The human brain, a three-pound mass of gray and white matter, is the center of all our activity. It is the most important tool that helps us face all aspects of life. We think, we interact with the world, enjoy daily activities, resolve issues and do so many other things. You must have studied in school that it is our brain that regulates the basic body functions, and enables us to respond to our experiences. Drugs of abuse can harm this ability to think and make people lose their awareness of the surroundings.
It is interesting and shocking to see how drugs take over our mind. Our brain has a reward system – the limbic system – which links several brain structures that control and regulate our feelings of pleasure. What makes us do certain things over and over again, are these feelings of pleasure. It is natural isn’t it? When we enjoy a particular dessert, we look forward to having it again. We crave for anything that gives us immense pleasure. It is the same with drugs of abuse.

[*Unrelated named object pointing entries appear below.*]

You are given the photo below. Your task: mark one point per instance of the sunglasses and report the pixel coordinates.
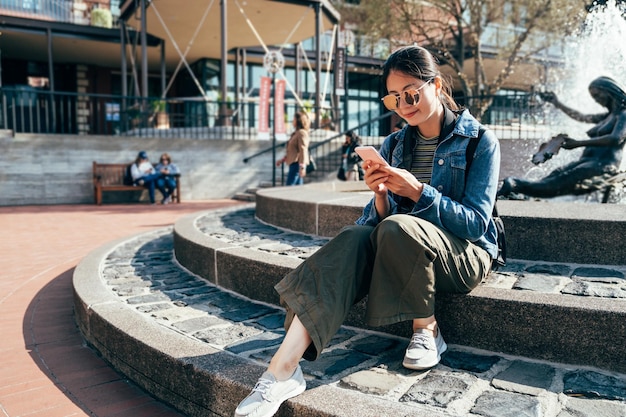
(410, 96)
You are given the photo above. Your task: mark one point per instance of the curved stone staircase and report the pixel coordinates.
(189, 313)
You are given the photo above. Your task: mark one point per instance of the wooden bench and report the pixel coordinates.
(110, 177)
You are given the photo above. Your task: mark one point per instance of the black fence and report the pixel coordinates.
(30, 110)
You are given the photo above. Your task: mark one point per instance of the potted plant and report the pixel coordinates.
(159, 109)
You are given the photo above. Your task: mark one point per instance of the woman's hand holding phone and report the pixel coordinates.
(375, 169)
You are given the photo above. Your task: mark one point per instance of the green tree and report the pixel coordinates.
(458, 32)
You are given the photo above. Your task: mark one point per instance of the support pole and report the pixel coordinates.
(163, 70)
(51, 123)
(318, 64)
(124, 69)
(144, 63)
(223, 107)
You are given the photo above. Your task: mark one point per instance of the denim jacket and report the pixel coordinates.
(451, 202)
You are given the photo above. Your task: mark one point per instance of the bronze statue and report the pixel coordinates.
(603, 151)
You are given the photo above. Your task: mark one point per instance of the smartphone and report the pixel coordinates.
(370, 153)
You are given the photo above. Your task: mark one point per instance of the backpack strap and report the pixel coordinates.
(471, 150)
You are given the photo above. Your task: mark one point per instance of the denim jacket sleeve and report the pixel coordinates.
(452, 202)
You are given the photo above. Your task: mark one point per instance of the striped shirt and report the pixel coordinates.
(423, 155)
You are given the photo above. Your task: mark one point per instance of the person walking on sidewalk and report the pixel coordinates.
(167, 179)
(297, 150)
(427, 229)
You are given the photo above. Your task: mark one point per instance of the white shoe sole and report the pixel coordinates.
(420, 366)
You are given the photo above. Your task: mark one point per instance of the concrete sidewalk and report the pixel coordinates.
(46, 369)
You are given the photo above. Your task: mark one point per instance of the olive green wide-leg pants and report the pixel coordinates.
(401, 263)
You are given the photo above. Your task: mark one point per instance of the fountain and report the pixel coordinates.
(599, 41)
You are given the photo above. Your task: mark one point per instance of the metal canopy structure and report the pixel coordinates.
(211, 28)
(274, 21)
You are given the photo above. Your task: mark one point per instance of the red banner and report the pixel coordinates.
(279, 109)
(264, 107)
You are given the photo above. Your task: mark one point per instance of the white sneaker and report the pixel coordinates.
(425, 350)
(268, 394)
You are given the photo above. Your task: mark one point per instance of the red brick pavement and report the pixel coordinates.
(45, 368)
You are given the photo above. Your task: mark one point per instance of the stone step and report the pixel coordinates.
(561, 312)
(138, 307)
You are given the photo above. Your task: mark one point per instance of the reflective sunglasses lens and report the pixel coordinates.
(391, 102)
(411, 99)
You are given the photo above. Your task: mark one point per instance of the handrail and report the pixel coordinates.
(325, 141)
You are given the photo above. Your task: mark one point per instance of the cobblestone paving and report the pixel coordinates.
(468, 382)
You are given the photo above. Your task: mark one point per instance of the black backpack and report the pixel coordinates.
(500, 261)
(128, 177)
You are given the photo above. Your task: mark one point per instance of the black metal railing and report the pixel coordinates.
(26, 109)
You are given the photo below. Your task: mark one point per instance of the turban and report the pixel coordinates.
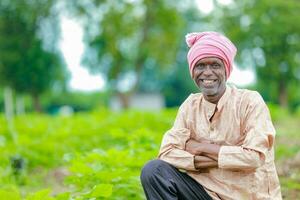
(210, 44)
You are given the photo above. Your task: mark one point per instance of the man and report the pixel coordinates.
(221, 143)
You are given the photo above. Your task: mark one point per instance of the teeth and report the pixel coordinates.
(208, 81)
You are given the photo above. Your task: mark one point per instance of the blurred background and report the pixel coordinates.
(82, 82)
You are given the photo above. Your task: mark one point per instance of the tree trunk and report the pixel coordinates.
(283, 95)
(124, 98)
(8, 103)
(20, 108)
(36, 103)
(9, 113)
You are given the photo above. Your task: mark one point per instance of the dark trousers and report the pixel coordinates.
(161, 180)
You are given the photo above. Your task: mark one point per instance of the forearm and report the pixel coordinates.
(203, 162)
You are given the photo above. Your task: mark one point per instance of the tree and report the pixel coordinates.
(124, 37)
(28, 64)
(268, 38)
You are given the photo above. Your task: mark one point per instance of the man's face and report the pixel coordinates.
(209, 75)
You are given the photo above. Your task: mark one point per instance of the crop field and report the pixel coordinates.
(99, 155)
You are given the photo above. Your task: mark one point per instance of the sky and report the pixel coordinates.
(81, 80)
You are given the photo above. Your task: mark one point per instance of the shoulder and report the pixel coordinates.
(191, 100)
(251, 97)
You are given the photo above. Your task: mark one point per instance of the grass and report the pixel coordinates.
(99, 155)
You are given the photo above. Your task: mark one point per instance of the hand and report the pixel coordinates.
(193, 146)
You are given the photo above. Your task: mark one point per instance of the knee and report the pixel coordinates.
(151, 169)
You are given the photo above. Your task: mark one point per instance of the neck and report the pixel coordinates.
(214, 98)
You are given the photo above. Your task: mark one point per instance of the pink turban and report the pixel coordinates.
(210, 44)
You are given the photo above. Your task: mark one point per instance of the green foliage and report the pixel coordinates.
(127, 37)
(267, 36)
(98, 155)
(29, 61)
(103, 153)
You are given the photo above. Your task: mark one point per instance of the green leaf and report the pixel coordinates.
(101, 190)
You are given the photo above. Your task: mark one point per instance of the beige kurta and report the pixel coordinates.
(241, 123)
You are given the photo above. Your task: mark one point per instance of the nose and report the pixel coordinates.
(207, 70)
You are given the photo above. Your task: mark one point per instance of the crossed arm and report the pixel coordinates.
(206, 153)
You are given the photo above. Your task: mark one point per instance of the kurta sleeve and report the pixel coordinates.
(259, 135)
(172, 148)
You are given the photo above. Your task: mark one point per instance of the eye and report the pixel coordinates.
(216, 66)
(200, 66)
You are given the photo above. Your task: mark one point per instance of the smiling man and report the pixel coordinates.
(221, 143)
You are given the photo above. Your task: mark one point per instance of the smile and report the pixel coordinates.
(208, 81)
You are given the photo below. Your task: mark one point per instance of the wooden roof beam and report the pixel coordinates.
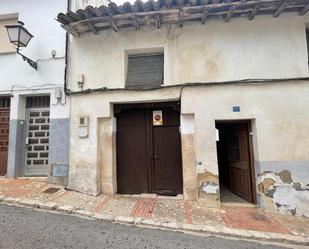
(254, 12)
(135, 22)
(71, 30)
(304, 10)
(92, 27)
(205, 15)
(113, 25)
(281, 8)
(230, 13)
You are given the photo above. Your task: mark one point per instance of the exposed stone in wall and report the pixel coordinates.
(280, 193)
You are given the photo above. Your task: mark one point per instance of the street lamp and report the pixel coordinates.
(20, 37)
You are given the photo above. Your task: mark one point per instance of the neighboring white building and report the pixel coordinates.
(237, 88)
(34, 105)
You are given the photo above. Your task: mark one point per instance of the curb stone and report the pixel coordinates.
(172, 225)
(65, 209)
(9, 200)
(82, 212)
(124, 219)
(46, 205)
(222, 231)
(105, 217)
(27, 203)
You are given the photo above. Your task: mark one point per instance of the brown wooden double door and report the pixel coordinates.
(148, 156)
(4, 133)
(235, 159)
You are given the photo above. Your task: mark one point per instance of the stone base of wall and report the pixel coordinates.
(283, 187)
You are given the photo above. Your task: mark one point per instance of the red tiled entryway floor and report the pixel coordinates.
(144, 208)
(251, 219)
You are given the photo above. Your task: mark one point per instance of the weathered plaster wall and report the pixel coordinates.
(59, 148)
(91, 158)
(242, 49)
(284, 187)
(280, 130)
(19, 80)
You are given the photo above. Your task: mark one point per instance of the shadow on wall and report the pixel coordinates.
(279, 193)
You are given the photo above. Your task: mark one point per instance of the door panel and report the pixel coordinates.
(239, 161)
(4, 139)
(132, 156)
(37, 146)
(167, 160)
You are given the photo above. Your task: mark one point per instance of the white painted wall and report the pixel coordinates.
(264, 48)
(39, 18)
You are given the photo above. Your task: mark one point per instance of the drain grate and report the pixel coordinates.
(51, 190)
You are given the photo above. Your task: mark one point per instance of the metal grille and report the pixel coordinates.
(4, 128)
(38, 140)
(307, 36)
(145, 70)
(38, 102)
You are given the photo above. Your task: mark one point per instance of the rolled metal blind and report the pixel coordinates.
(145, 70)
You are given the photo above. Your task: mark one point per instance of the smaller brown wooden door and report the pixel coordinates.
(4, 139)
(167, 170)
(238, 150)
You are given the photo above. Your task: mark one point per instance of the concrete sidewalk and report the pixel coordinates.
(155, 211)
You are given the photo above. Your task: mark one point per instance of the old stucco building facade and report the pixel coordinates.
(252, 72)
(34, 126)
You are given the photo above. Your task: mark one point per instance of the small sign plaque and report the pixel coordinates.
(157, 118)
(236, 108)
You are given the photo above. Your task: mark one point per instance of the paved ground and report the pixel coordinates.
(31, 229)
(156, 211)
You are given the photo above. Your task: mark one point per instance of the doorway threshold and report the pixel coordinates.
(228, 198)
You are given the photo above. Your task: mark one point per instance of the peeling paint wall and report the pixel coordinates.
(281, 192)
(263, 48)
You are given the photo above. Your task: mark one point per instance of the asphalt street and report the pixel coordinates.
(30, 229)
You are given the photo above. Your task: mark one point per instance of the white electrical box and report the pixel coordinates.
(58, 93)
(83, 126)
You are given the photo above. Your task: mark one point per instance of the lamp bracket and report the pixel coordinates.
(29, 61)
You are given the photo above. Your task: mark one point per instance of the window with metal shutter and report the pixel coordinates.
(145, 70)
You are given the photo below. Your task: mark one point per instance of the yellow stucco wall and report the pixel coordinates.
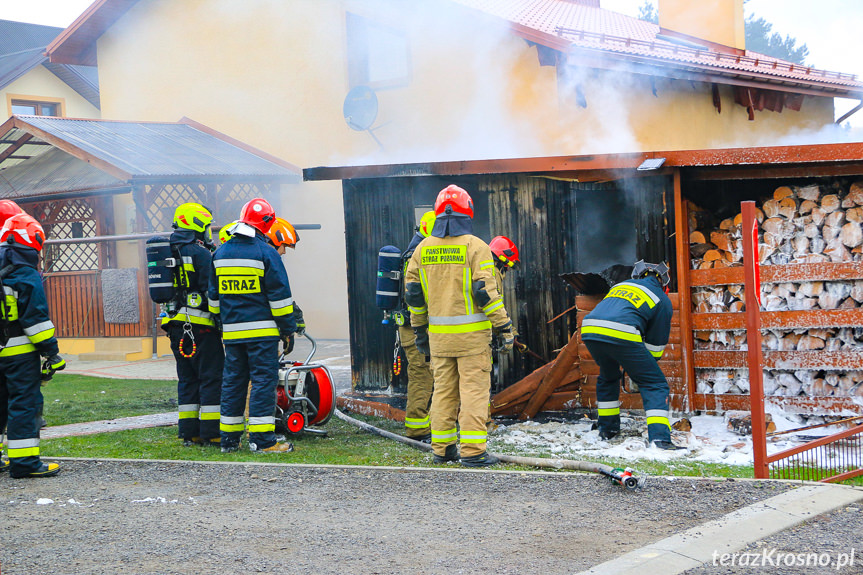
(41, 85)
(273, 73)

People who are into drugs, rally believe they have found a solution to their problems, because they seem to be able to deal with life better. This feeling makes the drugs most valuable to them. They have found a cure to their negative emotions or physical discomfort, which is brought on by the pain killing effects of drugs.
Addictive drugs activate the brain reward mechanisms strongly. Drug addicts crave for their drugs and focus all their attention on trying to get their hands on the drug they are addicted to. They totally ignore the horrible consequences of this drug abuse.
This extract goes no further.